Tired of dreaming of the open road, the world at your feet, and playing venues every night of the week in different cities over the world? Well then you’re ready for my guide to ‘Touring for the Independent Musician’. It’s a lot of work to put on a well-planned, successful tour, even if it’s a short one. But it’s worth the effort because you don’t have to wait around for someone else to do it for you! Plus, you can sit back when it’s all over and say to your band, “Wow, we just did that…ourselves!”

Over the next few issues of the Modesto View, I’ll be going overkey steps in this process. Step 1 is Research and Planning.

Almost every major project needs brainstorming and research. That’s where the bulk of the work is done but it’s not the most fun for artists and musicians. We like to create and play out, not sit at our computer feeling like we’re back in school again. But alas, it’s necessary. When opportunity isn’t going to be handed to you, you have to hand it to yourself. So get your entire band, friends, family in on the process and start brainstorming and researching where you want to go, which venues and cities would be a good fit for your music and how long you’d want to be gone for. You also have to think about how you’ll get to each city. Are you going to rent a vehicle or take your drummers van and will it make the trip? Figure out pricing for gas, hotels or places you can crash for free, and budgets for food, emergency money, and anything else you can think of.

Once you figured out all the info I listed, you should have an idea of where you will go, how long your tour will last i.e. 2 weeks, your budget including all expenses for that time i.e. $2,000 and a list of venues to contact (at least 5) in each city you plan to stop along with travel time in between each city. Step 1 takes the most time but once you get this work out the way, the real fun starts. I’ll take you through step 2 in May’s Issue.

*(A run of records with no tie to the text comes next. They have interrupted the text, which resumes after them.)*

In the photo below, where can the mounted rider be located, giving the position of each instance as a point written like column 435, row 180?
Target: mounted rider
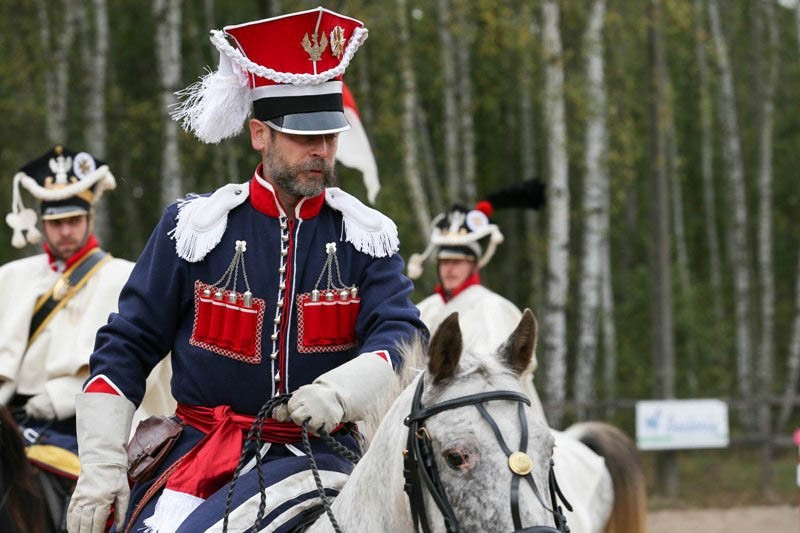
column 55, row 302
column 463, row 241
column 280, row 285
column 457, row 242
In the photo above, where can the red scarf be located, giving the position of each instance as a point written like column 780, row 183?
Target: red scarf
column 210, row 464
column 91, row 244
column 472, row 279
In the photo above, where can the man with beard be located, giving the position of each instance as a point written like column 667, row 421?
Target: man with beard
column 284, row 285
column 55, row 302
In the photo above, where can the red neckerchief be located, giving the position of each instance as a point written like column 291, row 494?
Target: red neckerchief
column 472, row 279
column 91, row 244
column 264, row 199
column 211, row 463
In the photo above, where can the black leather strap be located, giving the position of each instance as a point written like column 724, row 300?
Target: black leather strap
column 73, row 279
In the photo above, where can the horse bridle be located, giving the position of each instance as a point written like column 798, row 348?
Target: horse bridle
column 420, row 466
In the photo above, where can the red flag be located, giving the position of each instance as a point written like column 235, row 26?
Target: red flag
column 354, row 149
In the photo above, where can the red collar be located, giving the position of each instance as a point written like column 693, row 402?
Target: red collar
column 91, row 244
column 264, row 199
column 473, row 279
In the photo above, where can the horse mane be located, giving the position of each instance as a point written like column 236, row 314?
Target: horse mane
column 21, row 504
column 414, row 360
column 629, row 513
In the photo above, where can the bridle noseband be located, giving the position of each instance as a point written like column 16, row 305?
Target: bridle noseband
column 420, row 466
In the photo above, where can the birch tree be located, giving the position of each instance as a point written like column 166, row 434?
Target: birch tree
column 555, row 322
column 410, row 163
column 96, row 128
column 738, row 242
column 527, row 149
column 466, row 125
column 766, row 10
column 609, row 330
column 793, row 360
column 452, row 171
column 57, row 75
column 167, row 14
column 663, row 342
column 706, row 159
column 595, row 197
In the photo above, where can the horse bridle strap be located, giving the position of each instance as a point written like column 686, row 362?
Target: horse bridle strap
column 420, row 466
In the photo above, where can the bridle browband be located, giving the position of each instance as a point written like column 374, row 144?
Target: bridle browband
column 420, row 467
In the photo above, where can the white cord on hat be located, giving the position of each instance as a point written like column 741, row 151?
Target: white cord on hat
column 22, row 219
column 219, row 40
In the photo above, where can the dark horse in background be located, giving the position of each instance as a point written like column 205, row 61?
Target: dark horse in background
column 25, row 490
column 21, row 501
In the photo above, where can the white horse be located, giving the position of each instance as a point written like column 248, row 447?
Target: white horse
column 472, row 458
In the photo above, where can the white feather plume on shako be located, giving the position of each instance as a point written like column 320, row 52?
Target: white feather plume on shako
column 66, row 183
column 290, row 67
column 460, row 232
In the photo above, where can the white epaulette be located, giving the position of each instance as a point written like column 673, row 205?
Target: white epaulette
column 202, row 220
column 369, row 230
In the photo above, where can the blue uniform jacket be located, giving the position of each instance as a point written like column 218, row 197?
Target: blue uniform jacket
column 283, row 259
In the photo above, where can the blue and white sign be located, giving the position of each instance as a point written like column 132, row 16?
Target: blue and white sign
column 681, row 424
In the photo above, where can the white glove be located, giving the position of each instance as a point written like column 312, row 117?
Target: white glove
column 7, row 390
column 342, row 395
column 103, row 423
column 41, row 407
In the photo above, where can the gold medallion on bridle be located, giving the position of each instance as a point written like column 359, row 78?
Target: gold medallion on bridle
column 520, row 463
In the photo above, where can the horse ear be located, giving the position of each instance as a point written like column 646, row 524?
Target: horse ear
column 444, row 350
column 518, row 349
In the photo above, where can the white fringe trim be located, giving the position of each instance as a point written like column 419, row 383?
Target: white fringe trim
column 219, row 40
column 172, row 508
column 202, row 220
column 369, row 230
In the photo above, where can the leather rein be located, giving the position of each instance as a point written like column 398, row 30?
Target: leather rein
column 421, row 473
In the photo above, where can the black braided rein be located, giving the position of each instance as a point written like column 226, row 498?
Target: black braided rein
column 255, row 434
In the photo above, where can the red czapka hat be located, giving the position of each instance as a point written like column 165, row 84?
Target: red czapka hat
column 290, row 67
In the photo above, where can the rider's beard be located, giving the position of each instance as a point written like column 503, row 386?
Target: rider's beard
column 309, row 178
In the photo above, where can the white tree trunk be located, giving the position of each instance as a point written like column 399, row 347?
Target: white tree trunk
column 466, row 126
column 793, row 362
column 769, row 82
column 452, row 170
column 57, row 76
column 430, row 176
column 662, row 328
column 595, row 185
column 527, row 153
column 738, row 242
column 96, row 129
column 706, row 161
column 555, row 322
column 681, row 249
column 411, row 165
column 790, row 390
column 766, row 359
column 167, row 14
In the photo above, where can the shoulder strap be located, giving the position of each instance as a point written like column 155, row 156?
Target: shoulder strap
column 63, row 289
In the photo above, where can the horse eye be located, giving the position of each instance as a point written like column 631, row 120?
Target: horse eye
column 454, row 459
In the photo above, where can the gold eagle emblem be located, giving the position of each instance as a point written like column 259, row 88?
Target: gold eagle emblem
column 337, row 42
column 314, row 47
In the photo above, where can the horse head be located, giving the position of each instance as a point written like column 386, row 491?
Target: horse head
column 489, row 449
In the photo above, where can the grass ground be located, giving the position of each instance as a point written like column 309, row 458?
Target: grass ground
column 725, row 478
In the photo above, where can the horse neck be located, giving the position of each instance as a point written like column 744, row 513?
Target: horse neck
column 373, row 497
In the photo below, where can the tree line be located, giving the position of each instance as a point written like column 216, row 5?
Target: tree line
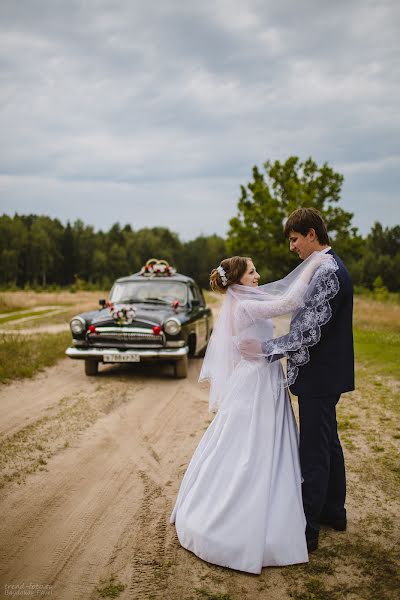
column 36, row 250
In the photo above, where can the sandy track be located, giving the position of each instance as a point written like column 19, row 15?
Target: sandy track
column 102, row 505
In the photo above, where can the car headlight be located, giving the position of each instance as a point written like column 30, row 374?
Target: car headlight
column 77, row 325
column 172, row 326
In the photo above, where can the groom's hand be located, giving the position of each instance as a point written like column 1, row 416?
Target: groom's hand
column 250, row 348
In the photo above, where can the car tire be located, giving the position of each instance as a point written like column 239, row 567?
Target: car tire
column 91, row 367
column 181, row 368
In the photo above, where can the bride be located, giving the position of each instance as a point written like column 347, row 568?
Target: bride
column 240, row 503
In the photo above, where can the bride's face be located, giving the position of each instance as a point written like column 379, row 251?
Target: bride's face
column 251, row 277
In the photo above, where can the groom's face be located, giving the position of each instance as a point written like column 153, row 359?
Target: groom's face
column 302, row 244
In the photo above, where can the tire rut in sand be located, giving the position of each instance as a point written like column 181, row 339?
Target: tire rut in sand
column 151, row 553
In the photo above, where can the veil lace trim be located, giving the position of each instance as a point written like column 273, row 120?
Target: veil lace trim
column 305, row 328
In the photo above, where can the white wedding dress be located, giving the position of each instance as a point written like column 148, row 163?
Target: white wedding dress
column 240, row 503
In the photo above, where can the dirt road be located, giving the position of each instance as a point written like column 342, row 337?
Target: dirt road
column 100, row 506
column 90, row 472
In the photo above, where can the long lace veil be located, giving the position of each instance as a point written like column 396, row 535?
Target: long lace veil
column 283, row 319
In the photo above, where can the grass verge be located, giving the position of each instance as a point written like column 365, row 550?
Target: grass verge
column 24, row 356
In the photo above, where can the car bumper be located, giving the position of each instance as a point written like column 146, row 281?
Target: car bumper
column 151, row 354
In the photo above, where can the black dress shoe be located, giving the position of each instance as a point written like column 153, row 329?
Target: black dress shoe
column 335, row 523
column 312, row 544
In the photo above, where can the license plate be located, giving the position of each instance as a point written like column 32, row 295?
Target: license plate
column 127, row 357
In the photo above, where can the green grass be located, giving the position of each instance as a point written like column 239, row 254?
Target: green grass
column 378, row 349
column 24, row 315
column 110, row 588
column 24, row 356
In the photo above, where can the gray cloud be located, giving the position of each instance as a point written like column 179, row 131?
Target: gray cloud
column 159, row 110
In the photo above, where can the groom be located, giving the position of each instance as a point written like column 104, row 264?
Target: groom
column 319, row 384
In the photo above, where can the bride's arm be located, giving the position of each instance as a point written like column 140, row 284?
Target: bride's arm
column 291, row 301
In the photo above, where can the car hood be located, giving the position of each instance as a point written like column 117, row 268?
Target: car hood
column 145, row 314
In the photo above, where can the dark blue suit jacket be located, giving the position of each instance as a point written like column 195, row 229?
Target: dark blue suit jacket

Remember to start small especially with your first tour…we like to think big, we all want to be rock stars but make sure your ideas are realistic to the level you are currently on. You can always plan another bigger tour later once you see how this one goes. It’s all a matter of trial and error and if you’re going to make an error, it’s better to make a small one than a big one. And hopefully, with the right amount of planning, you won’t make one at all.